• Piacere
     

    Piacere

     

     

    1.     The Italian verb that expresses to like is piacere. It is similar in structure to the English phrase to be pleasing to.

     

    Gianni likes meat. = Meat is pleasing to Gianni.

    Gianni likes potatoes. = Potatoes are pleasing to Gianni.

     

    a.     In Italian, the thing or person liked (meat, potatoes) is the subject of the sentence; the person who likes it (Gianni) is the indirect object.

     

    A Gianni piace la carne.          Gianni likes meat. (Meat is pleasing to Gianni.)

     

    A Gianni piacciono le patate. Gianni likes potatoes. (Potatoes are pleasing to Gianni.)

     

    As you can see in the preceding examples, the verb piacere agrees in number with the thing or person liked, which is the subject of the Italian sentences (la carne, le patate), even though it comes at the end of the example sentences. For this reason, the verb piacere is used in the third-person singular or plural: piace, piacciono.

     

     

     

    b.    The person who likes someone/something is the indirect object of the Italian sentences. When the indirect object is a noun or a name, it must be preceded by the preposition a, as in the examples in point a: A Gianni…

     

    c.     The indirect- object noun is often replaced by an indirect-object pronoun.

     

    A Gianni piace la carne.                                     Gianni likes meat.

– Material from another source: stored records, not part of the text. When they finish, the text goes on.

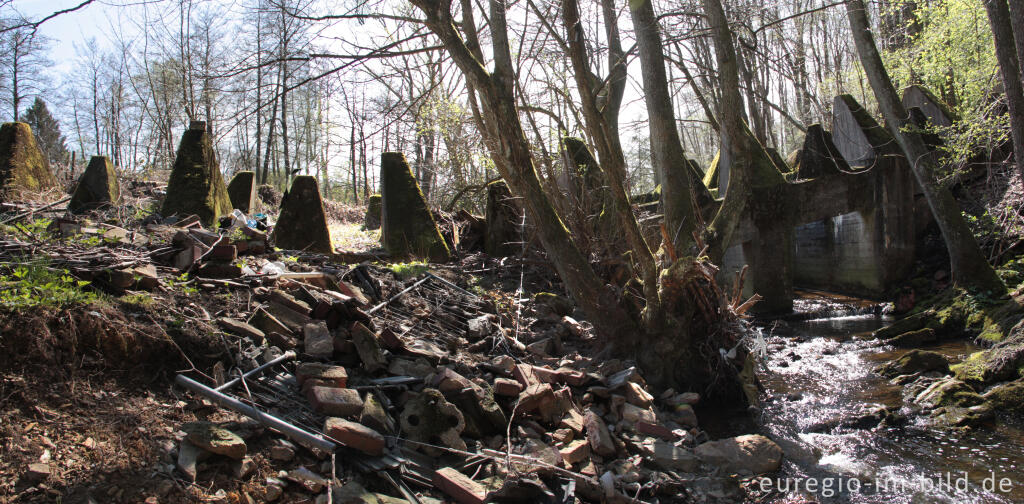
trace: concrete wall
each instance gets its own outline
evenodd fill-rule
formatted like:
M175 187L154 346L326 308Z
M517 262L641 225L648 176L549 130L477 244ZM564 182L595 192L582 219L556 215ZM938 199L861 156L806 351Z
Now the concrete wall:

               Gli piace la carne.                                     He likes meat.

     

    A Gianni piacciono le patate.                           Gianni likes potatoes.

               Gli piacciono le patate.                           He likes potatoes.

     

    d.    In the passato prossimo, piacere is conjugated with essere. Its past participle thus agrees in gender and number with the subject. Note that like conoscere, piacere adds an i when forming the past participle: piaciuto.

     

    Maria ha mangiato un dolce; le è piaciuto molto. = Maria ate dessert; she liked it a lot.

     

    I ragazzi hanno mangiato le fettucine; non gli sono piaciute. = The boys ate the fettucine; they didn’t like them.

     

    2.     To not like or dislike is expressed with the negative of piacere.

    A Gianni non piacciono i salumi. = Gianni doesn’t like cold cuts. (Cold cuts aren’t pleasing to Gianni.)

    Non gli piacciono i salumi. = He doesn’t like cold cuts.

    Non mi piace il caffè. = I dislike coffee.

     

    3.     When the subject is expressed as an infinitive (I like to eat. = Eating is pleasing to me.), piacere is used in the third-person singular.

     

    A Sergio piace mangiare bene, man non gli piace cucinare tutte le sere. = Sergio likes to eat (eating) well, but he doesn’t like to cook (cooking) every night.

     

    4.     Notice that, in expression like Ti piace? (Do you like it?) or Ti piacciono? (Do you like them?), Italian has no equivalent for the English it and them. They are expressed by the singular and plural Italian verb endings.

     

    5.     Notice that Italian, unlike English, requires the use of the definite article to express general likes and dislikes.

     

    Non mi piace il vitello. = I don’t like veal.

    Gli piacciono i ravioli? = Does he like ravioli?

    Ai miei amici non piace la carne. = My friends don’t like meat.

     

    6.     Dispiacere means to be sorry. It is used in the same way as piacere.

     

    Non posso venire; mi dispiace.             I can’t come; I’m sorry.